Mooning: The King's wives perform a quite accidental version thanks to Anna dressing them up in huge hoop skirts to greet the English ambassador. When the King arrives and they all prostrate themselves before him as usual, Anna, standing behind them, gets a first-hand reminder that she forgot to provide them with undergarments. With no time to correct the mistake, all she can do is instruct them to "keep your backs to the wall". Later, when the ambassador arrives, they see his monocle and become frightened of "the evil eye", lifting their skirts as they run away.
Painful Rhyme: Lampshaded in-universe when Anna sings "Shall I Tell You What I Think Of You?", mispronouncing "employee" to rhyme with "pay" and "libertine" to rhyme with "concubine"... and then correcting herself.
Crosses over with Gorgeous Period Dress - those huge skirts of the 1850s are straight out of the history books.
However, the over-the-elbow ("opera") gloves that Anna wears during the banquet scene are totally wrong for the period in question (the 1860's). Women in that era wore wrist-length gloves for both daytime and evening; long gloves, which had last been the mode in the Regency/Romantic period (up to the 1820's), did not come back into fashion until the 1870's.
Urban Legend: Yul Brynner dancing with Deborah Kerr after having a lung surgically removed.
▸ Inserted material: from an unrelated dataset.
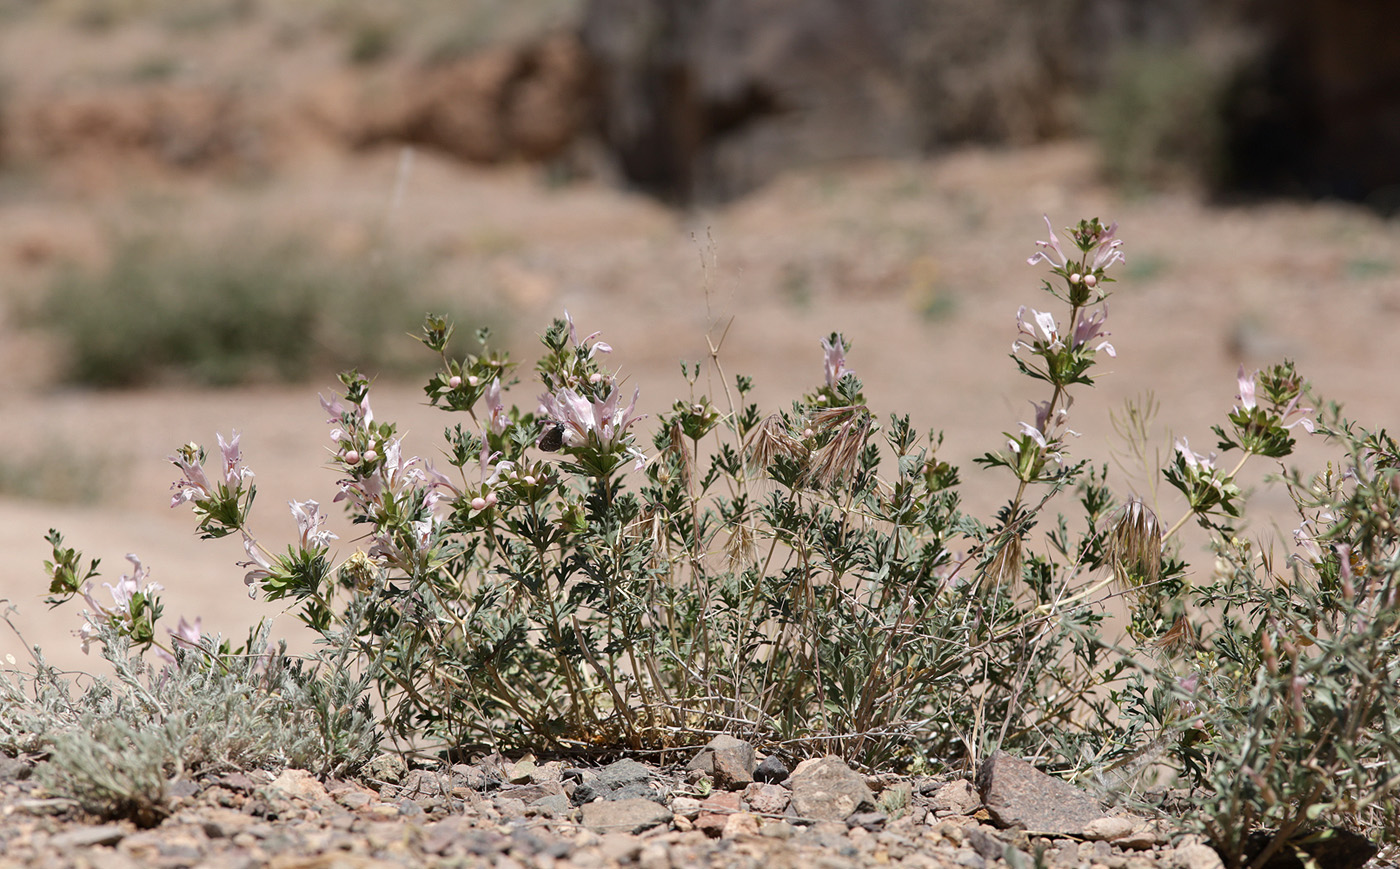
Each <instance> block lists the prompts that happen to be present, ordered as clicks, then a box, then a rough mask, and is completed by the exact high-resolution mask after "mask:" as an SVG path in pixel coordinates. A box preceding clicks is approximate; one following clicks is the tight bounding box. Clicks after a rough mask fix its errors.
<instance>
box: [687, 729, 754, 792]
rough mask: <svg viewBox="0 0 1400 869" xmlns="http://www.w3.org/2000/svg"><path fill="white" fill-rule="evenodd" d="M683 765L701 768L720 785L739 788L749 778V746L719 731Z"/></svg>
mask: <svg viewBox="0 0 1400 869" xmlns="http://www.w3.org/2000/svg"><path fill="white" fill-rule="evenodd" d="M686 768H687V770H699V771H701V772H704V774H706V775H708V777H711V778H713V779H714V784H715V785H717V786H720V788H727V789H736V788H743V786H745V785H748V784H749V782H752V781H753V770H755V754H753V746H752V744H749V743H746V742H743V740H742V739H736V737H734V736H729V735H727V733H721V735H718V736H715V737H714V739H711V740H710V743H708V744H707V746H706V747H703V749H700V751H699V753H697V754H696V756H694V757H693V758H690V765H689V767H686Z"/></svg>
Unfortunately, one of the Rodgers and Hammerstein tributes on the Sound of Music Blu-Ray speaks of this legend as something true.
Verbal Tic: After Anna explains the phrase "et cetera" to the King, he acquires a tendency to insert it into several of his demands, songs, conversations, et cetera. King Mongkut really did use this in his English writing, although there's no evidence either that Anna taught it to him or that he used it when speaking English.
Not to mention outright lies. The story of Tuptim, which Anna admits was "based on palace gossip", never happened. Unfaithful concubines in the time of Mongkut were simply dismissed. Anna herself was not all that she appeared to be. She took great pains to conceal from the world that she was half Indian, changing her name repeatedly and repudiating family members who could out her. Also, all the film and theatrical versions of her story are based on Margaret Landon's novelized adaptation of Anna's books, Anna and the King of Siam, and not even on Anna's own work.
Your Normal Is Our Taboo: Is it EVER. Just to name a few examples, we have the King's promise to give Anna a house adjoining the palace, which he conveniently forgets; normal for a Siamese monarch, but apparently not for a British one. Anna also sees polygamy as this (perhaps erroneously, considering her own country's history of polygamous monarchs). Then there's the whole beating-of-Tuptim arc—definitely a European taboo. On the other side of the coin, the way Siamese women dress would be considered a European taboo, as would the fact that they apparently don't normally wear undergarments.